Zur Orientierung für Menschen mit Behinderungen

22.12.2018

Nicht jede Rechnung geht auf

Der Regierende Bürgermeister Müller (SPD) höchstselbst hatte kürzlich den schlafenden Riesenhund am Tempelhofer Feld geweckt, indem er die alte Lieblingsidee seiner Partei, dort eine Randbebauung zu erlauben, wieder auferstehen ließ.

Foto: Thomas Protz

In der Novembersitzung der BVV biss der aufgeschreckte Hund nun zu und erwischte den Fraktionsvorsitzenden der SPD, Jan Rauchfuß, am Standpunkt-Bein. Denn außer der FDP mochte keine Fraktion dieser von ihm am Rednerpult mit rhetorischem Glanz  verteidigten Idee folgen, sodass eine Abstimmungsniederlage die Folge war. Zwar wird über die Zukunft des Tempelhofer Feldes auf Landesebene entschieden, doch stimmten alle nachfolgenden Diskutanten der vorgetragenen Deutung zu: „Unser Auftrag als BVV ist es, zur Willensbildung beizutragen.“

Aber schon der nachfolgende Beitrag des Grünen-Fraktionschefs Penk machte unüberbrückbare Gegensätze in der inhaltlichen Positionierung deutlich. Es gebe einen bindenden Volksentscheid aus dem Jahre 2014 für eine bebauungsfreie Grünfläche, und der sei nur durch einen Volksentscheid wieder zu ändern.
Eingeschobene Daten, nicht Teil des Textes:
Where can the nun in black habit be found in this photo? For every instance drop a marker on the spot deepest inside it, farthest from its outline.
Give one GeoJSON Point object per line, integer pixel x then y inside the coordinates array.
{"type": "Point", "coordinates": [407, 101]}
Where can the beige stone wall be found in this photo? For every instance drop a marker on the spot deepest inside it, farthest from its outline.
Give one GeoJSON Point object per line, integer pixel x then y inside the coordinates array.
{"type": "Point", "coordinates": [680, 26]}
Und die Linken-Fraktionschefin Wissel ergänzte: „Eine Randbebauung wäre das Tor zum Wegfall der bestehenden Nutzung. Da spielen wir nicht mit!“

Der CDU-Fraktionschef Steuckardt wiederum machte den Unterschied der Position seiner Partei zu der von den Grünen deutlich: „Wir wollen als Entscheidungsweg eine Volksbefragung mit anschließender Zweidrittel-Mehrheit im Abgeordnetenhaus, die Grünen einen Volksentscheid. Einig sind wir darin, dass das Volk entscheiden soll.“ Diese Einigkeit führte denn auch zu einem gemeinsamen Ersatzantrag beider Parteien für die ursprünglich von der AfD beantragte „Willensbekundung“, die zwar beide nahezu inhaltsgleich waren, als begrüßenswerte Initiative aber offenbar nicht dem ungeliebten Gegner überlassen werden sollte.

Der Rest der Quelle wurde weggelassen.